American abortion rights activist

Renee Bracey Sherman is an American writer and abortion rights activist. She founded the nonprofit We Testify. She is the co-author of Liberating Abortion: Claiming Our History, Sharing Our Stories, and Building the Reproductive Future We Deserve.

== Life and career ==
Bracey Sherman was raised in the suburbs of Chicago. Her mother is Black and her father is white. Both of her parents were nurses.

She received her master of public administration degree from Cornell University. She enrolled as a communications PhD student studying pop culture and the narratives of people who have abortions at American University in 2025.
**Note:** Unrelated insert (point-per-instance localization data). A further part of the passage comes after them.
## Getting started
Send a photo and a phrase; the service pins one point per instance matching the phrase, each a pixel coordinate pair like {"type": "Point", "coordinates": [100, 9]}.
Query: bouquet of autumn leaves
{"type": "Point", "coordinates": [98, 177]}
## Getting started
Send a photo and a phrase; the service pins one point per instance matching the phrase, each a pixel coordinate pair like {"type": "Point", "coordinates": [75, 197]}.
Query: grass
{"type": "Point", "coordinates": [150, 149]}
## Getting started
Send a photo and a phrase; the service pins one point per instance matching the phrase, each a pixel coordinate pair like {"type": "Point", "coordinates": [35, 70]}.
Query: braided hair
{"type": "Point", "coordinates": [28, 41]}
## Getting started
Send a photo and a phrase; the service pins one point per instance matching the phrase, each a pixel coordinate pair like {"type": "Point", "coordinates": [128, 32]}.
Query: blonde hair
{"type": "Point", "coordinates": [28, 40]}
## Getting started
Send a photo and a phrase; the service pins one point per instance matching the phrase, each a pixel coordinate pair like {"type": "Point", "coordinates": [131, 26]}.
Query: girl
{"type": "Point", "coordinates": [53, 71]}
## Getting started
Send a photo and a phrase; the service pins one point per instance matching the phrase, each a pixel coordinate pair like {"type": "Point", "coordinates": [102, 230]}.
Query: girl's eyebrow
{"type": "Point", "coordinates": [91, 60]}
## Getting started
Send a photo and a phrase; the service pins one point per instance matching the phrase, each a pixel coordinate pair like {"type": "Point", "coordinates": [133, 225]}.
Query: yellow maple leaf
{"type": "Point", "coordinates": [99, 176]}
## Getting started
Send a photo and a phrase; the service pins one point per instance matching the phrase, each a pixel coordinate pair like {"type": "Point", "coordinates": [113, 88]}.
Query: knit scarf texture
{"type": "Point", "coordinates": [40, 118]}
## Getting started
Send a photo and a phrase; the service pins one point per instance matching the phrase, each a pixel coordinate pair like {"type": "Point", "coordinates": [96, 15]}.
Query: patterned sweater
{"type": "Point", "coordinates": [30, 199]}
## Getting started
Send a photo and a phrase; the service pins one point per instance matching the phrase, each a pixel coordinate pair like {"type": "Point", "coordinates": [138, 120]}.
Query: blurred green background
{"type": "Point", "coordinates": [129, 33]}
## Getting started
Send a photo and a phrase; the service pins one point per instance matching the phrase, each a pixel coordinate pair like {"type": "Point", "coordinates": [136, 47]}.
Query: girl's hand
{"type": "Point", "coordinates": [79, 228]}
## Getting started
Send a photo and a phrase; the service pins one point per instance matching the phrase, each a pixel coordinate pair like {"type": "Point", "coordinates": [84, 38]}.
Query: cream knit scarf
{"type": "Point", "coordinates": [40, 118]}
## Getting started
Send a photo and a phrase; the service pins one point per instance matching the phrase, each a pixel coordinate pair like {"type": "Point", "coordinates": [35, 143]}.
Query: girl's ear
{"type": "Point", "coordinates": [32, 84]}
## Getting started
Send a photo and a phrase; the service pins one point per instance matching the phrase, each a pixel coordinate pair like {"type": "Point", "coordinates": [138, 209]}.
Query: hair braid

Bracey Sherman is an abortion rights activist. She argues that abortion should be normalized, and connects anti-abortion legislation to the criminalization of marginalized groups. She founded the organization We Testify in 2016, which provides a platform to share personal stories about abortion. One of her goals is to expand the diversity of voices in abortion storytelling. Her advocacy is related to her own experience getting an abortion at the age of 19. Bracey Sherman didn't share her decision with her parents for many years even though she was raised in a pro-choice family.

She has criticized the pro-choice movement as exclusionary to women of color, and too moderate with slogans such as "safe, legal, and rare."

While testifying before the House Committee on Energy and Commerce in July 2022, she provided instructions on how to self-manage an abortion with mifepristone and misoprostol pills.